The path or URL for a file containing a schema to use.

This option is required unless --builtin-schema is used.

--no-cache

Do not cache HTTP(S) downloaded schemas.

--disable-format

JSON Schema defines a "format" attribute for string fields but does not require that any validation for formats be applied.

Starting in version 0.6.0, check-jsonschema will automatically check some formats by default. This flag disables these checks.

Because "format" checking is not done by all JSON Schema tools, it is possible that a file may validate under a schema with a different tool, but fail with check-jsonschema if --disable-format is not set.

--format-regex

Set a mode for handling of the "regex" value for "format". The modes are as follows:

mode description
disabled Skip checking regex, but leave other formats enabled.
default Check for known non-python regex syntaxes. If one is found, the expression always passes. Otherwise, check validity in the python engine.
python Require the regex to be valid in python regex syntax.

--cache-filename

The name to use for caching a remote (HTTP or HTTPS) schema.

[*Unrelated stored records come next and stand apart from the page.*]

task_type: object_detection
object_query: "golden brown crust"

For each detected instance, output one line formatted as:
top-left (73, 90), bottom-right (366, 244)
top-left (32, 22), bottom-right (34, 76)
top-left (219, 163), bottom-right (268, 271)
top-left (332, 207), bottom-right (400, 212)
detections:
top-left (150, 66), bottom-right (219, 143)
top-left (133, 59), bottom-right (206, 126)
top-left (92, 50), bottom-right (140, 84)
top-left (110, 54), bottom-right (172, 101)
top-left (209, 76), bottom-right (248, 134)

Defaults to using the last slash-delimited part of the URI.

--default-filetype

The default filetype to assume on instance files when they are detected neither as JSON nor as YAML.

For example, pass --default-filetype yaml to instruct that files which have no extension should be treated as YAML.

By default, this is not set and files without a detected type of JSON or YAML will fail.

--builtin-schema

The name of a builtin schema from check-jsonschema to use. Use of this option replaces --schemafile, and the two are mutually exclusive.

The following values are valid and refer to vendored copies of schemastore schemas:

  • vendor.azure-pipelines
  • vendor.github-actions
  • vendor.github-workflows
  • vendor.travis
  • vendor.readthedocs
  • vendor.renovate

The following values are valid and refer to custom schemas:

  • github-workflows-require-timeout -- This schema checks that a GitHub workflow explicitly sets timeout-minutes on all jobs. (The default value for this is 6 hours.)

--failover-builtin-schema

Specify one of the vendor schemas which should be used if fetching --schemafile fails.

For example, to download the latest travis schema, but failover to the vendored copy, use

check-jsonschema --schemafile "https://json.schemastore.org/travis" --failover-builtin-schema vendor.travis

This is what is used by the hooks provided by check-jsonschema.